Рассказы о пластунах | страница 52



Он встал, подошел к окну, просунул голову под шершавое одеяло, повешенное для светомаскировки, и прижался лбом к холодному стеклу. Мрак за окном был густой и непроницаемый, по стеклу с той стороны сбегали дождевые струйки. Никифор подумал о товарищах, которые сейчас сидят в окопах, держат оборону, и ему стало совестно, стыдно перед ними. Он честно признался себе, что в медсанбате ему нравится, он бы тут не прочь остаться. И тотчас осудил себя за эту слабость. Правду сказал Юрченко — здоровому казаку тут нечего делать.

Утром Мамка отправился к врачу — просить, чтобы его выписали в часть.

— Не могу, — оказал врач, — рано еще.

Тогда Никифор пошел к начальнику медсанбата.

Начальник, моложавый, стройный грузин с насмешливыми глазами, выслушал Никифора и сказал:

— Зачем торопишься, врачу лучше знать, выздоровел ты или нет.

— Выздоровел я, — упрямо повторил Мамка, — пора мне в сотню, товарищ майор.

— А как же это за тебя эвакуатор просил, чтобы при медсанбате оставить? Решили оставить.

Мамка вздохнул, отвернулся и медленно ответил:

— Нету моего согласия на это, отправьте меня в сотню. — И вдруг, повернувшись к начальнику, горячо сказал: — Здоров же я, товарищ майор. — Быстро оглянулся вокруг, словно ища доказательств своего здоровья. Справа, у стены, стоял массивный стол — толстая мраморная плита на гнутых металлических ножках. Этот стол пользовался особой любовью хирургов: на нем прочно стояли пузырьки, ванночки, склянки во время любой бомбежки или обстрела. Никифор, увидев этот стол, бросился к нему, оторвал от пола и, крякнув, поднял над головой. — Вот, смотрите!

— Опусти, разобьешь, уронишь! — испуганно крикнул майор.
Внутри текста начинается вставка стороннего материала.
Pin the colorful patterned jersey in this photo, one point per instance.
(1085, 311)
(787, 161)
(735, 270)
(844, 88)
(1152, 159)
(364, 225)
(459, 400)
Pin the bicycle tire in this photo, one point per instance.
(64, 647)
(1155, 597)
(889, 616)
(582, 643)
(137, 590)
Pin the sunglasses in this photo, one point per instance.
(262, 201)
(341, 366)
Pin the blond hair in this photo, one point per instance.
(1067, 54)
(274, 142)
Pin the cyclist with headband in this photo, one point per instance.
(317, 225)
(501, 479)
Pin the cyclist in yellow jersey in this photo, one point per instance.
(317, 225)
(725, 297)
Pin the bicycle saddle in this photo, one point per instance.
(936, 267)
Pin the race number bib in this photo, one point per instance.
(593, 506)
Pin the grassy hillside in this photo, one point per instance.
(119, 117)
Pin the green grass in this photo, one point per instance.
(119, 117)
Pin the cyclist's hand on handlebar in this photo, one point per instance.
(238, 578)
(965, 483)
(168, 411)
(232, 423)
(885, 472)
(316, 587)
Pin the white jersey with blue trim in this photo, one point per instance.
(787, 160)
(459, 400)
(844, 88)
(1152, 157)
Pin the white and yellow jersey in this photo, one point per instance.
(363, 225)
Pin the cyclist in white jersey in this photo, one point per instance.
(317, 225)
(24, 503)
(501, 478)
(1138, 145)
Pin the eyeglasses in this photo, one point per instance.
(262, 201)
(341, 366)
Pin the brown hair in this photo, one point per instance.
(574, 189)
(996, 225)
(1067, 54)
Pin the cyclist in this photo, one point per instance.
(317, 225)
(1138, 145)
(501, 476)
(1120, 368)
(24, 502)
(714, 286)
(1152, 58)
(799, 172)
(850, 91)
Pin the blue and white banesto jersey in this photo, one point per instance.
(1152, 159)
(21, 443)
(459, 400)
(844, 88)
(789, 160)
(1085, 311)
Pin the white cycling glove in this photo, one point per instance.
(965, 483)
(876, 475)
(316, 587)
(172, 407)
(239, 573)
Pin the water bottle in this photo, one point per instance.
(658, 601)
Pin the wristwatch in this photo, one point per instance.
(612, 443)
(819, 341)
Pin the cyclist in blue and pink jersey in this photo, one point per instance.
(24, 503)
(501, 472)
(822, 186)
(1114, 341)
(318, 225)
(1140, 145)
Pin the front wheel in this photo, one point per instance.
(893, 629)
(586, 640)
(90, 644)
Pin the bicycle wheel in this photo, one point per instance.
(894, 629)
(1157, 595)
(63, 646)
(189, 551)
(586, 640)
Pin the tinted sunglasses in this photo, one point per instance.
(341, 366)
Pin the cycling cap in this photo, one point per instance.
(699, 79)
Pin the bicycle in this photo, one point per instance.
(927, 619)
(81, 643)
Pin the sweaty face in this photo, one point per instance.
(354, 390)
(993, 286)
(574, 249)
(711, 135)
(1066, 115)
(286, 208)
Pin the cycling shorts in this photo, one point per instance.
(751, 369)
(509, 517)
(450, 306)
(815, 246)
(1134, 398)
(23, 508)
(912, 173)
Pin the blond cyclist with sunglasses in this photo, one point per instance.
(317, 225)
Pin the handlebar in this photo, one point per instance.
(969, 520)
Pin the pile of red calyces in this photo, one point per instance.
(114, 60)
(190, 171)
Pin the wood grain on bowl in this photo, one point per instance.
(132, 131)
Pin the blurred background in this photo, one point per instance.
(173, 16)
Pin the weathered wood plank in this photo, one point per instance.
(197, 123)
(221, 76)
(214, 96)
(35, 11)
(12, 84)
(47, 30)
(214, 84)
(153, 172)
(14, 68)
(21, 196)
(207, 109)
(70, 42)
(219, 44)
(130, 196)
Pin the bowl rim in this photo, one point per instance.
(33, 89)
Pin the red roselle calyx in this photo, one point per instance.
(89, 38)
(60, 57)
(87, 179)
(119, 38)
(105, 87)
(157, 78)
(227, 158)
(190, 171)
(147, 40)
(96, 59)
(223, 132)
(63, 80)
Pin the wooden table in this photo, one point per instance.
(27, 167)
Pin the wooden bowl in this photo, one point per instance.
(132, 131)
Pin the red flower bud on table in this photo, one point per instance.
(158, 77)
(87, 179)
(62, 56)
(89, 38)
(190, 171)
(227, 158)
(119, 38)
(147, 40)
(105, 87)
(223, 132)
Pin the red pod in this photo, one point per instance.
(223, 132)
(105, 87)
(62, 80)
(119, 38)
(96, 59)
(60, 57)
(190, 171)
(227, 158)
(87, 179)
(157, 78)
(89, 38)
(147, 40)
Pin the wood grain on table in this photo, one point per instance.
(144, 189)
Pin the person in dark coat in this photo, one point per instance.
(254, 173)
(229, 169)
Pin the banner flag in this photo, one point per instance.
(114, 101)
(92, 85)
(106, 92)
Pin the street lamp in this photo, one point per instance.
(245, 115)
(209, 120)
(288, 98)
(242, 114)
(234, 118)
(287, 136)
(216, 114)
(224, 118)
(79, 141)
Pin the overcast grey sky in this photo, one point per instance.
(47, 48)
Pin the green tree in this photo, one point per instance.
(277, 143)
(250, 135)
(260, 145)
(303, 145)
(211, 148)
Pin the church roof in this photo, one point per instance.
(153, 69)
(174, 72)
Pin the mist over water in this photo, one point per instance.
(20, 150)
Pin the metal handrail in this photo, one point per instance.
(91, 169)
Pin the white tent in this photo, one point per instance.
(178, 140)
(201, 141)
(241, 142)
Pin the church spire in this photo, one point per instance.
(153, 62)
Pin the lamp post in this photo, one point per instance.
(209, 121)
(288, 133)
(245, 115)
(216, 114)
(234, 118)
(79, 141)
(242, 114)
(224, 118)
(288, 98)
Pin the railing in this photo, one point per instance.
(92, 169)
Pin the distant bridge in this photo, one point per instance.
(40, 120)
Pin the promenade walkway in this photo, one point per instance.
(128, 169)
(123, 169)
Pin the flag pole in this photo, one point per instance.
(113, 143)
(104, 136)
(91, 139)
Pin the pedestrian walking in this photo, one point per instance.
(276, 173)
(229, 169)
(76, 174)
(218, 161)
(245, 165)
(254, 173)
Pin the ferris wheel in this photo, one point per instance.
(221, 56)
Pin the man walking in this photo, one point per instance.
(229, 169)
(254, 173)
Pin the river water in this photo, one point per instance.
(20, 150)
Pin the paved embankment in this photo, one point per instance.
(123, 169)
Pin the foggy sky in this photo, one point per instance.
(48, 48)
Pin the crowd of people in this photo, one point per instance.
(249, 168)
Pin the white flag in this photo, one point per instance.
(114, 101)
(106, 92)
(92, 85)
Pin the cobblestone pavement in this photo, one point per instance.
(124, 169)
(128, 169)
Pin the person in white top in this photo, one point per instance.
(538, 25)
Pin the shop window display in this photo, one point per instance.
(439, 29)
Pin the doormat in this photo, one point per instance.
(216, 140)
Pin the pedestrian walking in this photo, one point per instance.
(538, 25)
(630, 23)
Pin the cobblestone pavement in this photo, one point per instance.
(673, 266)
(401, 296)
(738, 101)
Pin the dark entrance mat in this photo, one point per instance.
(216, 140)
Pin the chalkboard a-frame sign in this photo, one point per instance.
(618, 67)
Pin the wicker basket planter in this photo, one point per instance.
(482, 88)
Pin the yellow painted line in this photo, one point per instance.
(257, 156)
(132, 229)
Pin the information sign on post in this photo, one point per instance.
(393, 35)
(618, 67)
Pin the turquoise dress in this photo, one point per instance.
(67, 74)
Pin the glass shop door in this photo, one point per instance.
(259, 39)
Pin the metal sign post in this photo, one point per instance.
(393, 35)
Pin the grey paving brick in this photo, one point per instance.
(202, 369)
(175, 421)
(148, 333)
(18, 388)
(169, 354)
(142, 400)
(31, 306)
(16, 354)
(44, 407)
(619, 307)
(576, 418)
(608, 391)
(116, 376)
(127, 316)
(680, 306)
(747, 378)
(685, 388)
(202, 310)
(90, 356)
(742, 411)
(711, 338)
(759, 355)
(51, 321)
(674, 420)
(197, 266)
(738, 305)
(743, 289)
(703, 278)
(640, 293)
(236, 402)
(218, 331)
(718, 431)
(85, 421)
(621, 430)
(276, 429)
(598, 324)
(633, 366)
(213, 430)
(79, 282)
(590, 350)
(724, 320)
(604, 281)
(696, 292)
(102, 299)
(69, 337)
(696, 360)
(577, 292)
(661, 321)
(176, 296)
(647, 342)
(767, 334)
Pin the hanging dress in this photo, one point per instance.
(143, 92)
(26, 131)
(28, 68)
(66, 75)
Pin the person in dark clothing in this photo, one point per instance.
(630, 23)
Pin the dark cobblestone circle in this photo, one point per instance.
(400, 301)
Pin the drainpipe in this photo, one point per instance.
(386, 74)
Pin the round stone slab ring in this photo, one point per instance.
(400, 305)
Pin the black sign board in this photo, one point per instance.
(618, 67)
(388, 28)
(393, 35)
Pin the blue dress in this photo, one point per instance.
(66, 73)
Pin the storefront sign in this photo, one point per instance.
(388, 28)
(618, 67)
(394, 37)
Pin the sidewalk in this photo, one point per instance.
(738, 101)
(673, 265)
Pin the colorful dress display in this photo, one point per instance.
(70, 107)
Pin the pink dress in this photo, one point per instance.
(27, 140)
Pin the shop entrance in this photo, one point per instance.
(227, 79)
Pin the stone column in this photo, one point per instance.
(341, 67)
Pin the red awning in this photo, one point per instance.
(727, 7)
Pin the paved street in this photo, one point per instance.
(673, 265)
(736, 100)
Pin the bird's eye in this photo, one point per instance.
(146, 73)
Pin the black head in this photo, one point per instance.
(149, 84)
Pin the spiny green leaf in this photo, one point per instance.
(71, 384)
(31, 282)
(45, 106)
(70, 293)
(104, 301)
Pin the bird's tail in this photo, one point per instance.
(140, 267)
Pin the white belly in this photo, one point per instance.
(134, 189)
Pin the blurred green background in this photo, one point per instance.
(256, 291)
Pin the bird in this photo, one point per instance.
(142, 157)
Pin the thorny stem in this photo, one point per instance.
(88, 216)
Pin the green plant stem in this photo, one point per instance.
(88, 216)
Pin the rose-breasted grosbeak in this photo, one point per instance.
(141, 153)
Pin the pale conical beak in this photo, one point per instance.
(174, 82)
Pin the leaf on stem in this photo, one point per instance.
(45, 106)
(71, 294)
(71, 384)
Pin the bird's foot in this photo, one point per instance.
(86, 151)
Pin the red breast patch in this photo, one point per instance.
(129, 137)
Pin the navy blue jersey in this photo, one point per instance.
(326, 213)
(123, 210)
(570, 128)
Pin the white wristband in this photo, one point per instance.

Никифор медленно опустил стол на место и сказал умоляюще:

— Отпустите, товарищ майор.

И столько было вложено в эти слова душевного волнения, что майор опустил глаза и ответил:

— Ладно, завтра выпишем.

На другой день после завтрака Мамка обошел всех знакомых в санбате, со всеми простился, перебросился парой слов.

— Значит, уходишь, — сказал Юрченко, — ну и правильно. Будь здоров, Никифор.

Алешка Морозов покачал головой:

— Чудак ты, Мамка, я б на твоем месте остался…

Никифор прищурил глаза, начал вроде шутейно:

— Чудак петух… — потом макнул рукой. — Э, да что с тобой говорить, — и пошел из хаты, закинув за спину свой тощий вещевой мешок.

Не торопясь шагал он по осенним, почерневшим полям, по раскисшим дорогам, взбегал на косогоры, оглядывался назад, на пройденное, и шел дальше. Влево, за холмом, осталась церковь, которую он видел в то утро, когда его контузило. С переднего края изредка доносились разрывы мин, они становились все слышней, но Мамка не испытывал страха, на душе у него было легко и покойно. И как будто отвечая его настроению, поредели тучи над головой, проглянула бледная голубизна осеннего неба и неяркий солнечный луч скользнул по холмам, задержался и лег неширокой полосой поперек дороги. Никифор поспешил выйти на освещенное место, помедлил, подставляя солнцу то одну щеку, то другую, потом решительно зашагал вперед, пересек солнечную полоску и быстро стал взбираться на холм, за которым уже начинались блиндажи и траншеи переднего края.